The broad forehead wrinkles ominously toward a receding silver hairline. The wide mouth stretches into something that can’t decide whether it’s a frown or a smile. “Yes, you do,” he says. “Two men don’t eat dessert together. I mean, Jesus Christ! Cigars—that’s what we want—cigars and strippers, if you can get some of them over here.”

There’s a bit of the Friars Club in Maher’s persona, but there’s also a rapier edge that cuts through all sanctimony. Six days after the 9/11 attacks, Maher went on his show, Politically Incorrect, and picked an argument with the elected officials and pundits who’d called the hijackers cowards. “We have been the cowards lobbing cruise missiles from 2,000 miles away,” he told his audience. “That’s cowardly. Staying in the airplane when it hits the building, say what you want about it, it’s not cowardly.”
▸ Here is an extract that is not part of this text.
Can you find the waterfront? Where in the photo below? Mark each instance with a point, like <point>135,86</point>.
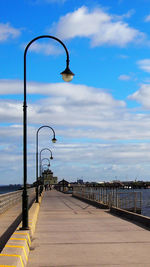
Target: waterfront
<point>145,196</point>
<point>9,188</point>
Sears and FedEx pulled their ads; 17 ABC stations, including the Washington, D.C., affiliate, yanked the show from their lineups. Asked about the flap, White House press secretary Ari Fleischer cautioned Americans to “watch what they say.” The comedian issued more of a clarification than an apology, and ABC canceled Politically Incorrect eight months later. Maher says it occurred to him that maybe he was about to become the Dalton Trumbo of a new McCarthy era, but the notion soon dissipated. “Actually,” he says, “in a weird sort of way, I found greater support after that, not from people who have been marginal about me—probably there haven’t been a lot of people who are marginal about me—but people who were my fans really came out of the woodwork, and among them were HBO.”

When Real Time with Bill Maher premiered on HBO in 2003, the comedian was more relaxed, more blithely profane. Maher betrayed a certain exuberance about being rid of commercial sponsors and old-line network executives. The show, which has just started its fall season, airs live on Friday nights instead of every weeknight as Politically Incorrect did, so Maher draws on richer reserves of caustic material. (Real Time and Maher’s HBO stand-up show, I’m Swiss, were both nominated for Emmys this year.)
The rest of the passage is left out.